A common misconception is that the "common laborer" you encounter falls into the "unskilled labor" category. In discussions I have with others, I sometimes hear things like "well they're just laborers, anybody could do their job. Wow! DO these people need to get up-to-date!
Sure, there are plenty of "general labor" jobs where anyone who can fog a mirror could be pressed into service, but there are in every industry "laborers" that don't fit into the category of "tradesmen", but who have a vital role, and need to have a set of skills to do their job.

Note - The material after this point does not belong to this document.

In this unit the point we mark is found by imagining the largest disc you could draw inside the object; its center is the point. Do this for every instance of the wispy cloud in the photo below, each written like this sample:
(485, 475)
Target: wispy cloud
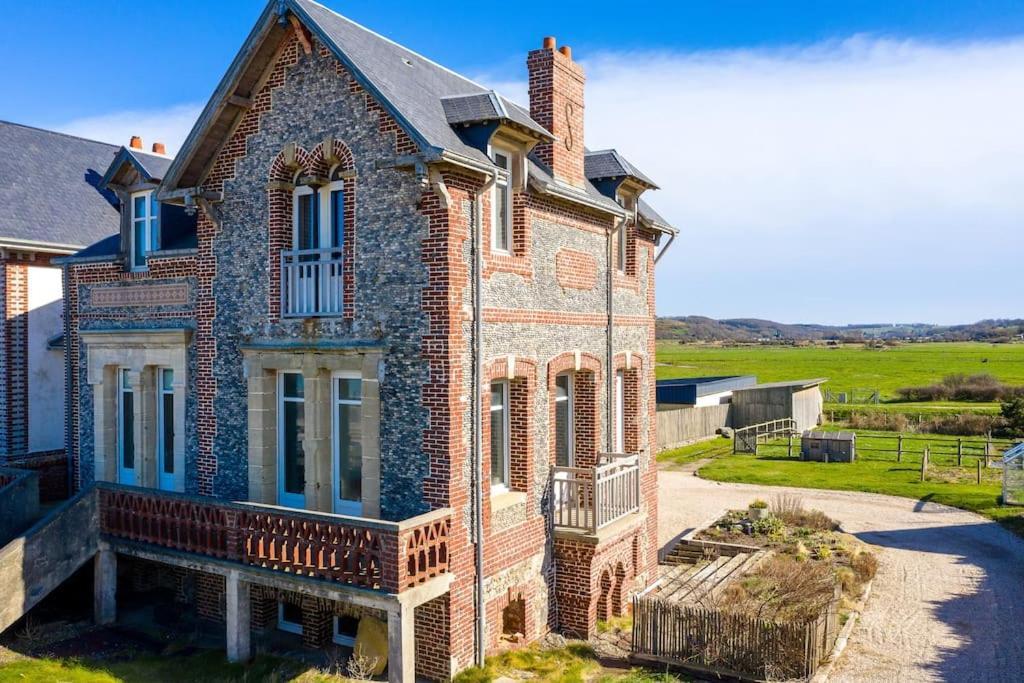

For example, in the Construction Industry, here are some of the categories of "LABORER" that the U.S. Department of Labor includes as skilled labor (and have specific "prevailing wages" defined under the Davis-Bacon Act)
- power tool operator
- small machine operator
- concrete labor including concrete preparation
- laser beam operator
- open caisson
- test pit
- pier hole and ditches
- laggers and all work associated with lagging
- operator of hand derricks
- vibrator operators
- pipe layers
- tile layers (tile laid on road construction projects ONLY)
- operators of jackhammer
- paving breakers
- spaders or any machine that does the same general type of work
- scaffold builders
- operators of towmasters
- buggymobiles and other machines of similar character
- operators of tampers and rammers and other machines that do the same general type of work, whether powered by air, electric or gasoline
- builders of trestle scaffolds over one tier high
- sand blaster
- power and chain saw operators used in clearing
- installers of well points
- wagon drill operators
- acetylene burners and
- licensed powdermen.
After looking at this list, it should be clear that these laborers need to have specific skills, right? Ask yourself, in the "War for Talent", what are you doing to recruit people with these skills, test for these skills, or development of these skills?